The money will be spent to help bring computers, training and Internet connectivity to emerging nations.
Called the World Ahead program, the effort essentially expands on other programs Intel has conducted to bring computing to countries like India and China, particularly to people who live in small cities and villages. Though India has become a software powerhouse, it's estimated that the country a year ago had only 14 PCs for every 1,000 people.
Intel will provide equipment under the program as well as teacher training.
The program will also let the company lay some of the groundwork for future sales as the markets in these nations mature. Intel, after all, entered China back in the 1980s and was able to capitalize on the growth of the tech industry in that country.
WiMax--the long-range wireless networking standard heavily promoted by Intel--will figure prominently in the program. Overall, Intel is involved in 175 WiMax trials worldwide, a representative said.
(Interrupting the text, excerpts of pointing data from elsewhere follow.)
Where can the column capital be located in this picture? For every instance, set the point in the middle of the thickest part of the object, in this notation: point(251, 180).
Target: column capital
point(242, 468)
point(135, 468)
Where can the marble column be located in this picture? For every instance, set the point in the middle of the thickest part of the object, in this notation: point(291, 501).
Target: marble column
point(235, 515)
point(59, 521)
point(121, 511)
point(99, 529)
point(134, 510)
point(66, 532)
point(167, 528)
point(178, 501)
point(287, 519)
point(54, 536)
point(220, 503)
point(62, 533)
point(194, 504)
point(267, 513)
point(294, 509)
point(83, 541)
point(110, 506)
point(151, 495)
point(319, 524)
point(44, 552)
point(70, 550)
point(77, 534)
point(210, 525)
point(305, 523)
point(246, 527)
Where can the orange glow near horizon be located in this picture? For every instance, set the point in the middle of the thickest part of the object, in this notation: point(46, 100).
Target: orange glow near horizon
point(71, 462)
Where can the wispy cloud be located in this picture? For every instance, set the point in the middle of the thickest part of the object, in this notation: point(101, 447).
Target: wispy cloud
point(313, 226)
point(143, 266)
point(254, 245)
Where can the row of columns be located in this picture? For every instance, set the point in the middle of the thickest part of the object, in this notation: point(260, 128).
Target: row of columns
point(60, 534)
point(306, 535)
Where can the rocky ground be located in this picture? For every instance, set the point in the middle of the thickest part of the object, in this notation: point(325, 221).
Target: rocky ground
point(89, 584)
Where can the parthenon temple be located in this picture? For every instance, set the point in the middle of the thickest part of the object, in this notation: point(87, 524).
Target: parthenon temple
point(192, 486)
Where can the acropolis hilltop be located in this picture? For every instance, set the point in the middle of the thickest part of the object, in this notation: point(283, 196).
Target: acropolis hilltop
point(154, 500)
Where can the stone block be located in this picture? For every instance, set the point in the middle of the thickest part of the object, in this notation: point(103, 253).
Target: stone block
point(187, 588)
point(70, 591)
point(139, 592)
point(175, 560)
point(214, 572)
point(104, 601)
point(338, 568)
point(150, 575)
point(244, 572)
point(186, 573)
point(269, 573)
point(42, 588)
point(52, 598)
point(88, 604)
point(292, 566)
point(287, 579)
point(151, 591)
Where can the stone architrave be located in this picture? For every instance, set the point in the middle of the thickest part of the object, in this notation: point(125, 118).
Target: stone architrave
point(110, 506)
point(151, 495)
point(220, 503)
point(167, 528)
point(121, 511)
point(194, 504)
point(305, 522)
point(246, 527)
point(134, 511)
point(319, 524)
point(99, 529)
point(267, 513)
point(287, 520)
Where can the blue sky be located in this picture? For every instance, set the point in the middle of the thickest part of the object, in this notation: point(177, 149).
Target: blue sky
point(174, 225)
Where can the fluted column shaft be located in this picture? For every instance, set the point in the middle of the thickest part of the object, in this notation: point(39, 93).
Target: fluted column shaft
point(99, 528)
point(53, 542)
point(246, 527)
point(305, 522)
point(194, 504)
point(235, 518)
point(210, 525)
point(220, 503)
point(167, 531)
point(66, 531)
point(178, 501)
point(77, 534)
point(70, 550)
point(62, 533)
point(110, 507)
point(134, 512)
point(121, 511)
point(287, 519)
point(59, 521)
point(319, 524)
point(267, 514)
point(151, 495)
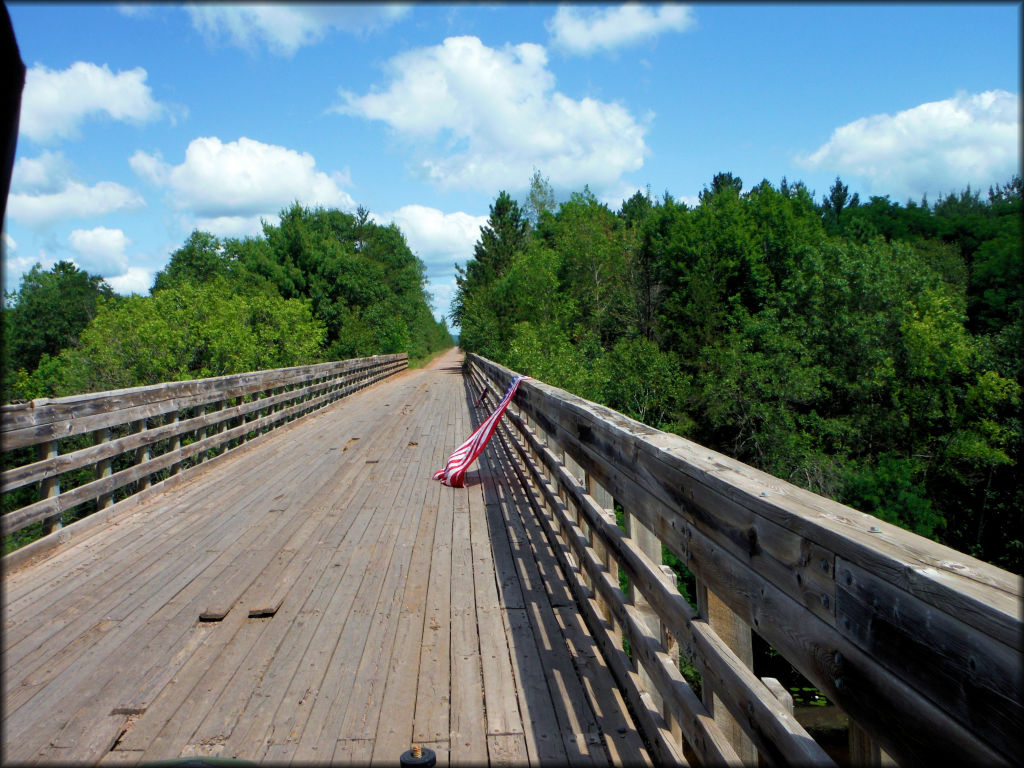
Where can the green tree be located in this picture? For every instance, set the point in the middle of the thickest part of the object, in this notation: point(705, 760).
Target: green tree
point(47, 314)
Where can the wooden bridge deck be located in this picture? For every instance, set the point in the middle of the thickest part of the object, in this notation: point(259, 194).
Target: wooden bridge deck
point(350, 606)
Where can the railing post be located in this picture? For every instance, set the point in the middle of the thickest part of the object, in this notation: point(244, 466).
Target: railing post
point(175, 445)
point(103, 468)
point(736, 634)
point(864, 751)
point(50, 486)
point(607, 504)
point(143, 454)
point(647, 542)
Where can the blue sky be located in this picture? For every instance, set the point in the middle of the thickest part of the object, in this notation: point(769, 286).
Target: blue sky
point(140, 123)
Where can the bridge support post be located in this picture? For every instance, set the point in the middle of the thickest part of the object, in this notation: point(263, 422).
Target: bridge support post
point(736, 634)
point(865, 751)
point(103, 468)
point(50, 486)
point(647, 542)
point(143, 454)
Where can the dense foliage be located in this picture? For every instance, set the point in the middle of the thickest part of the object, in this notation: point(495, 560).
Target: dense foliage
point(322, 285)
point(867, 351)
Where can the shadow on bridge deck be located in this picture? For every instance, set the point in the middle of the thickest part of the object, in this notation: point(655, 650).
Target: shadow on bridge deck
point(317, 598)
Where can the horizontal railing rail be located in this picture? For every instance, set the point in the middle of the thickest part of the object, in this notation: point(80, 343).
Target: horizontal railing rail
point(919, 644)
point(146, 434)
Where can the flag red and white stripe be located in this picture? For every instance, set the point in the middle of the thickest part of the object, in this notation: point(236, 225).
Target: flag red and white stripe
point(454, 473)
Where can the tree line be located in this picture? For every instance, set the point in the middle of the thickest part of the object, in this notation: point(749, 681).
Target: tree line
point(322, 285)
point(869, 351)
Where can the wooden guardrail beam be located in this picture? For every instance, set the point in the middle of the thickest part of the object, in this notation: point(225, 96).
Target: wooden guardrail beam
point(918, 643)
point(150, 429)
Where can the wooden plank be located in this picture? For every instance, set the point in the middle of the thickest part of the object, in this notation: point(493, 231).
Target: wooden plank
point(700, 729)
point(123, 666)
point(507, 749)
point(468, 737)
point(625, 448)
point(433, 690)
point(620, 735)
point(83, 729)
point(17, 519)
point(333, 677)
point(127, 403)
point(887, 624)
point(262, 726)
point(394, 729)
point(567, 695)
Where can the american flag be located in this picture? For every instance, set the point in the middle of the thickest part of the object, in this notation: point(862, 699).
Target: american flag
point(454, 473)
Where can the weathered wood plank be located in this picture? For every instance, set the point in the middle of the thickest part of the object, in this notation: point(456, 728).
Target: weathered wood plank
point(780, 537)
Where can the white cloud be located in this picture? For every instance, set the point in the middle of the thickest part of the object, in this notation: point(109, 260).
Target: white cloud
point(54, 103)
point(284, 29)
point(150, 167)
point(134, 280)
point(102, 250)
point(75, 200)
point(486, 118)
point(440, 240)
point(16, 266)
point(435, 237)
point(231, 226)
point(230, 185)
point(43, 190)
point(609, 28)
point(50, 172)
point(939, 146)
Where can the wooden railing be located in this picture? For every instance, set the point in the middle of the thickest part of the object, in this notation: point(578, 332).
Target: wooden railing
point(919, 644)
point(144, 436)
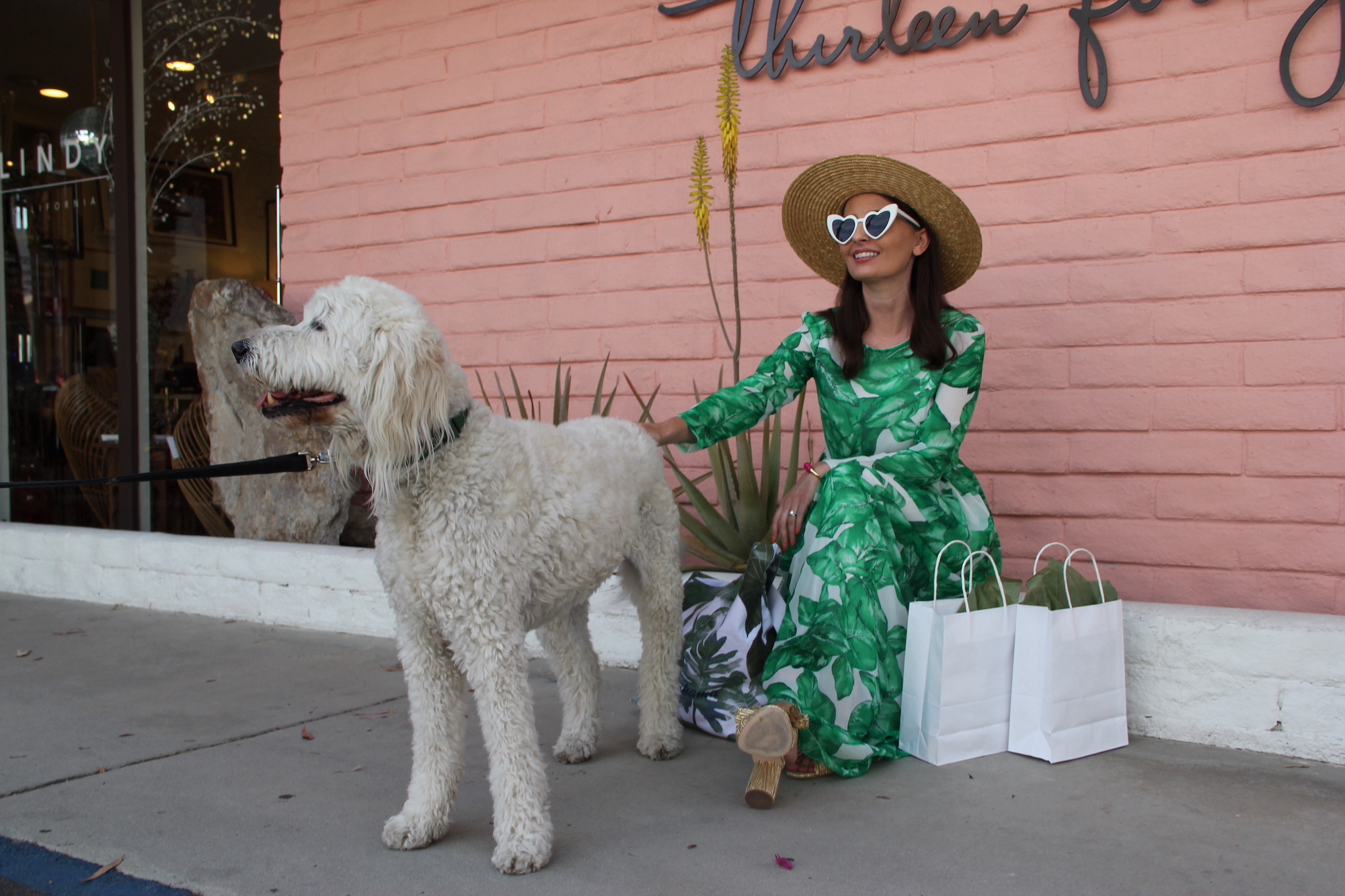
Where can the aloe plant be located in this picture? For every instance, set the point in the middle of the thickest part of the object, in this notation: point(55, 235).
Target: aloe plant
point(748, 491)
point(723, 536)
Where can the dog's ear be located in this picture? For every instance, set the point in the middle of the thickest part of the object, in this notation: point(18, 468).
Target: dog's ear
point(404, 397)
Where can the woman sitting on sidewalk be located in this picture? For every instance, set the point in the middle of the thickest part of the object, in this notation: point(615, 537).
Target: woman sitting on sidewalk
point(898, 372)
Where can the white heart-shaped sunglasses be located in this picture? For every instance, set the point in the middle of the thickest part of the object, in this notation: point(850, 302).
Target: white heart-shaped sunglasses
point(843, 228)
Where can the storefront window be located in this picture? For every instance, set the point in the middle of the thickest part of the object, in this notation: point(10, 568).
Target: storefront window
point(212, 167)
point(60, 315)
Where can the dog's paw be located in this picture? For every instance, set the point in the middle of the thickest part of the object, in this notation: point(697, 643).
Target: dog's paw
point(665, 745)
point(523, 854)
point(411, 831)
point(575, 749)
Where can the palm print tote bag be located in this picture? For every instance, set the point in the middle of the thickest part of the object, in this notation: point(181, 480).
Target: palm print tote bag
point(728, 630)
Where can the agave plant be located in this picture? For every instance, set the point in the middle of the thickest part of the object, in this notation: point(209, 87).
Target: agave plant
point(562, 404)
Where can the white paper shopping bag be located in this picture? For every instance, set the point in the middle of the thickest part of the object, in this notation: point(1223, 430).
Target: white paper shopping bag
point(958, 673)
point(1069, 678)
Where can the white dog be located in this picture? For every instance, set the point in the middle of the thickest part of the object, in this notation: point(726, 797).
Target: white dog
point(488, 528)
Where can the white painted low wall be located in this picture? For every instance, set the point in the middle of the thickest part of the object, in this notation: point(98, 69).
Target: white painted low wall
point(1245, 678)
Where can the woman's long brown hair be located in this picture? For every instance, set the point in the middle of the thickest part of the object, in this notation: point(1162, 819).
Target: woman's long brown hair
point(849, 318)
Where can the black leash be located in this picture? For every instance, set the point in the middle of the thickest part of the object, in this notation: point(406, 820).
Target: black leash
point(298, 462)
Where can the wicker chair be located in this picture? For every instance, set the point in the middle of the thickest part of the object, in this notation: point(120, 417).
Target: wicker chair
point(87, 411)
point(193, 440)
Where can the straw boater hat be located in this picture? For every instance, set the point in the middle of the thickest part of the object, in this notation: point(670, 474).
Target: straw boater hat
point(824, 189)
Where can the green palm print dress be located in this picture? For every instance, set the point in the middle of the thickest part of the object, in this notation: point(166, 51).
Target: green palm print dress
point(896, 494)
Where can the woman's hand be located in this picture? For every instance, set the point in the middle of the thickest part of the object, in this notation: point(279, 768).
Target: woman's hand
point(670, 432)
point(794, 506)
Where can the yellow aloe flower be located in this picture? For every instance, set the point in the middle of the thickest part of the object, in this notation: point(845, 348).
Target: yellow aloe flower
point(728, 107)
point(701, 192)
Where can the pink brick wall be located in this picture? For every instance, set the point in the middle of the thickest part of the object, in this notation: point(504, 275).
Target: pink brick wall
point(1163, 282)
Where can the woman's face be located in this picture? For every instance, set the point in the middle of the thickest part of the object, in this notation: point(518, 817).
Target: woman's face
point(888, 256)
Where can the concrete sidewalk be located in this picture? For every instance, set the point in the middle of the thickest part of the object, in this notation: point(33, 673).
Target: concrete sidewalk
point(210, 786)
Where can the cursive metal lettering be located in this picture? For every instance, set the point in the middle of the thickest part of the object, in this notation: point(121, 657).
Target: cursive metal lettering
point(925, 33)
point(1288, 80)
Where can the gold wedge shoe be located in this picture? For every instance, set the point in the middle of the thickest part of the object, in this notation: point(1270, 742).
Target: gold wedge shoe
point(767, 733)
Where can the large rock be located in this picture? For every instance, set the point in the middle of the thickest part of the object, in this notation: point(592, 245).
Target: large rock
point(301, 506)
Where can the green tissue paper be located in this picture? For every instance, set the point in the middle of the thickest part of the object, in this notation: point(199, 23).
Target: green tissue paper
point(1048, 588)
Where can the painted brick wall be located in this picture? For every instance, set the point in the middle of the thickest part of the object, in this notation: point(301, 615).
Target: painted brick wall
point(1163, 282)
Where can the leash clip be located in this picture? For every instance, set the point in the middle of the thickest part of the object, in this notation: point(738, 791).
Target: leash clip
point(321, 458)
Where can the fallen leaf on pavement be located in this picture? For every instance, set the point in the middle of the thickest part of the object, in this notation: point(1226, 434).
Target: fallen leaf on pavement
point(103, 870)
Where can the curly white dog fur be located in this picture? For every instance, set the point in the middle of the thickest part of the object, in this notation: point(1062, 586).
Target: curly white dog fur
point(509, 526)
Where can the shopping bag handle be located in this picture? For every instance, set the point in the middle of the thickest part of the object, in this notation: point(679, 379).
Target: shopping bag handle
point(968, 573)
point(1055, 544)
point(1102, 595)
point(937, 560)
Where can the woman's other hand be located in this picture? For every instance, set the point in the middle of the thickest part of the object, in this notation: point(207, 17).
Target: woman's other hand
point(794, 507)
point(669, 432)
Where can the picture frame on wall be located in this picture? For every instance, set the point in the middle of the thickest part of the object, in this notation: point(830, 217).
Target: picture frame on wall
point(197, 205)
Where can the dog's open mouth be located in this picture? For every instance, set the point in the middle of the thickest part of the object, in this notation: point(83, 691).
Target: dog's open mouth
point(283, 404)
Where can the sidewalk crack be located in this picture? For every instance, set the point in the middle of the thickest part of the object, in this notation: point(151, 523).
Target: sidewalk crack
point(196, 747)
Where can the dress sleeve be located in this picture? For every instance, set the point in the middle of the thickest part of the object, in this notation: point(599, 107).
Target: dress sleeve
point(941, 435)
point(775, 384)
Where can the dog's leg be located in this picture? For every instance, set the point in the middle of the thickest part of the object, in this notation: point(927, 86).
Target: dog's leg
point(658, 599)
point(571, 653)
point(498, 669)
point(435, 690)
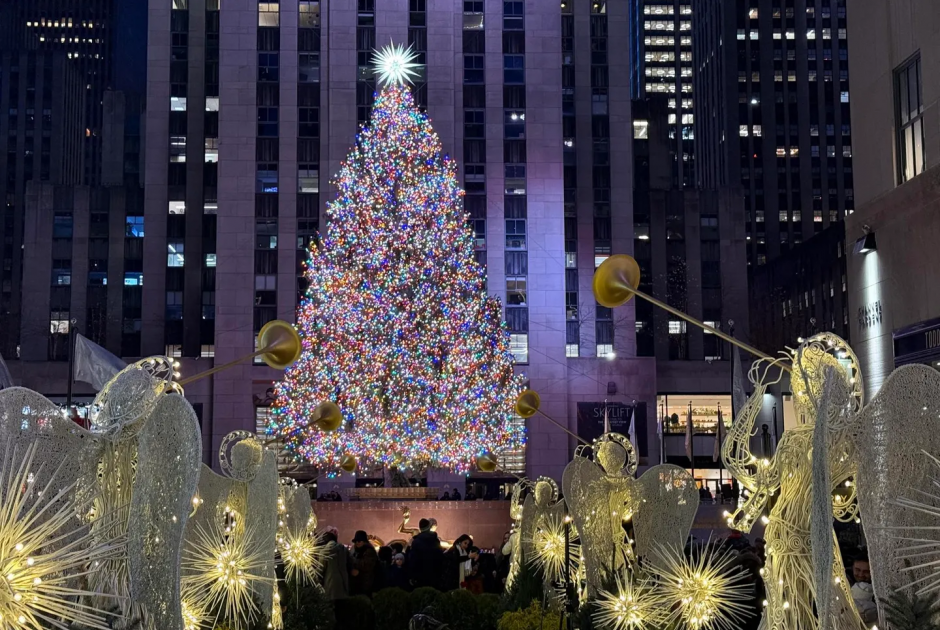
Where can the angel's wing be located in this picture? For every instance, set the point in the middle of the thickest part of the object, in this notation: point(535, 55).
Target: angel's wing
point(669, 501)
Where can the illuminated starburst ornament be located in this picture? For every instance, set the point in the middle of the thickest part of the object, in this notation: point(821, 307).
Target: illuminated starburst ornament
point(395, 64)
point(219, 570)
point(635, 605)
point(704, 591)
point(41, 554)
point(548, 541)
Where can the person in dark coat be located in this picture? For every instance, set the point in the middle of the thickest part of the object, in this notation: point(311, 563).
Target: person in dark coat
point(365, 565)
point(336, 567)
point(398, 574)
point(455, 567)
point(425, 557)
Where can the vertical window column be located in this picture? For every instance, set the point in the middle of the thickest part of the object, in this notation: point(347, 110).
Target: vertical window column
point(308, 141)
point(365, 45)
point(514, 193)
point(267, 158)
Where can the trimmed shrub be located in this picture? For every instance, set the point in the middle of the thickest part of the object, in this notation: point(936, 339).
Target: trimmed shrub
point(421, 598)
point(306, 607)
point(531, 618)
point(458, 609)
point(488, 609)
point(355, 612)
point(392, 609)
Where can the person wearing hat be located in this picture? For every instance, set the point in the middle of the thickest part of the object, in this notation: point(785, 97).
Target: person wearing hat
point(397, 574)
point(336, 566)
point(365, 565)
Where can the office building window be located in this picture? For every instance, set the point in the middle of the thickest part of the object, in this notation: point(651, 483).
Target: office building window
point(519, 346)
point(268, 14)
point(134, 227)
point(910, 125)
point(513, 13)
point(513, 69)
point(174, 254)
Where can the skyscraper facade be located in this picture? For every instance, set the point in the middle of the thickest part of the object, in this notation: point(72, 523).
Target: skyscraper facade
point(771, 96)
point(252, 106)
point(82, 31)
point(661, 55)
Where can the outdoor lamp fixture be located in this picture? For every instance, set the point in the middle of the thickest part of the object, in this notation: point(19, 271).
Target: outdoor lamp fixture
point(866, 244)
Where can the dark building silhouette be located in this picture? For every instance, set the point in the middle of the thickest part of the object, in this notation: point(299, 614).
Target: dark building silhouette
point(771, 98)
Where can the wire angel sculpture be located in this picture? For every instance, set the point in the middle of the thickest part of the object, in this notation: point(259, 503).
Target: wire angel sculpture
point(602, 494)
point(513, 547)
point(804, 575)
point(137, 470)
point(893, 430)
point(235, 512)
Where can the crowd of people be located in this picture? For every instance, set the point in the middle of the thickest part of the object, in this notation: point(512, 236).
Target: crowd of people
point(363, 570)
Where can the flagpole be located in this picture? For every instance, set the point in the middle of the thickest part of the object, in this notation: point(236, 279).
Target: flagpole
point(68, 395)
point(691, 430)
point(719, 431)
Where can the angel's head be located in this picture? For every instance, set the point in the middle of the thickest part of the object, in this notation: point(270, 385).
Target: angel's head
point(612, 457)
point(543, 493)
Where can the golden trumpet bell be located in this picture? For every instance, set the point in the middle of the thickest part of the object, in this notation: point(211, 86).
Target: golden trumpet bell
point(281, 344)
point(615, 280)
point(327, 416)
point(348, 463)
point(527, 403)
point(487, 462)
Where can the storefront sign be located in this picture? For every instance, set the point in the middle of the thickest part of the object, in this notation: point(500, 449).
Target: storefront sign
point(619, 415)
point(869, 315)
point(917, 344)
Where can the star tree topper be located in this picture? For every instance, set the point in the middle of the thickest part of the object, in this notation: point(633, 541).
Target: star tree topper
point(395, 64)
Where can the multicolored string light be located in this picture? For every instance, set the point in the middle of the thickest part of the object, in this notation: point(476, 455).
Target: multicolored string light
point(397, 327)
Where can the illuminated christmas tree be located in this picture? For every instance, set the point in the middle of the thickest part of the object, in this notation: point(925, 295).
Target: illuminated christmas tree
point(397, 328)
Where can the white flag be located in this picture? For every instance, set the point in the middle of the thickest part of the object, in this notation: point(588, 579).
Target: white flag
point(93, 364)
point(719, 437)
point(633, 430)
point(5, 379)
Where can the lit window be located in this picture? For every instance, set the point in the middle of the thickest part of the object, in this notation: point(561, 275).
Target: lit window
point(308, 179)
point(308, 70)
point(309, 14)
point(515, 234)
point(177, 148)
point(265, 283)
point(268, 14)
point(134, 226)
point(519, 346)
point(515, 290)
point(174, 254)
point(174, 305)
point(59, 323)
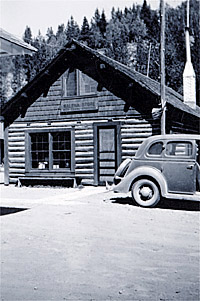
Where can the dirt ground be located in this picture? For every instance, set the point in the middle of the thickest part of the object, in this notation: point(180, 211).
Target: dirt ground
point(90, 244)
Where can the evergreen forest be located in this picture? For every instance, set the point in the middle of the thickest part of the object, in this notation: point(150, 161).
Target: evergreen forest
point(131, 36)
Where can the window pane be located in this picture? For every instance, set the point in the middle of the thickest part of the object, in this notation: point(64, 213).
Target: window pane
point(61, 150)
point(156, 148)
point(40, 150)
point(87, 84)
point(71, 84)
point(179, 149)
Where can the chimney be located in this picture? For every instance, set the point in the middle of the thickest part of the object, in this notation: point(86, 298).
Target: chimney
point(189, 80)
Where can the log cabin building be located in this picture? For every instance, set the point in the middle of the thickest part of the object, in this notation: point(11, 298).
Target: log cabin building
point(81, 116)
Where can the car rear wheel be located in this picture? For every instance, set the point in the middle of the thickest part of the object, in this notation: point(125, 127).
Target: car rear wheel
point(145, 193)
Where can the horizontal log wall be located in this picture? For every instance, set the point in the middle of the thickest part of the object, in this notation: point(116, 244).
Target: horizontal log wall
point(133, 132)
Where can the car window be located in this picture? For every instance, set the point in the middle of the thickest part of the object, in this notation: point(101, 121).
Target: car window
point(179, 149)
point(156, 148)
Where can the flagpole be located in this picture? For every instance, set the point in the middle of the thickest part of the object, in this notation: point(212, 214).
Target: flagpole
point(162, 57)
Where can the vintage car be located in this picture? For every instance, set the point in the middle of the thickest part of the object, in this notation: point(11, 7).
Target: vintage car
point(164, 166)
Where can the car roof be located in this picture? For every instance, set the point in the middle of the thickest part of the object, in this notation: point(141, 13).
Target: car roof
point(166, 137)
point(174, 137)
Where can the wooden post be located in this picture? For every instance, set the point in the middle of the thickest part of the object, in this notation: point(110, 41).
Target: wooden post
point(6, 162)
point(162, 53)
point(149, 54)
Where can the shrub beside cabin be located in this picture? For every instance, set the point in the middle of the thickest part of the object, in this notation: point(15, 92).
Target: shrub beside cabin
point(81, 116)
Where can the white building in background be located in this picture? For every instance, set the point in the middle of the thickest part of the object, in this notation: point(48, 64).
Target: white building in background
point(11, 45)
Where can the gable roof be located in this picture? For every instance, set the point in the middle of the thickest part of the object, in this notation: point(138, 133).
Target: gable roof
point(136, 89)
point(12, 45)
PCs, naturally, will also play a big part. The company is currently working on six different PCs that will come out during the next six years tuned for various geographies.
Intel has already come out with a few PCs and software applications tailored for particular geographies. A PC for India unveiled last year, for instance, comes in a sealed case to keep out dust and runs off a car battery, important in a country where blackouts are a daily occurrence. Meanwhile, in China, Intel devised software to let managers of Internet cafes .
Paul Otellini, the company's CEO, is expected to sketch out the program further in a speech at the World Congress of IT, a biennial event taking place this week in Austin, Texas.
Various companies and academics have put forth plans for bridging the digital divide. The ideas can roughly be broken down into four categories: more-rugged PCs promoted by Intel and Via Technologies; a cell phone that can be hooked into a phone or monitor, promoted by Microsoft; thin clients, touted by companies in India; and inexpensive devices that are similar to PCs. This is the so-called $100 laptop from MIT's Nicholas Negroponte.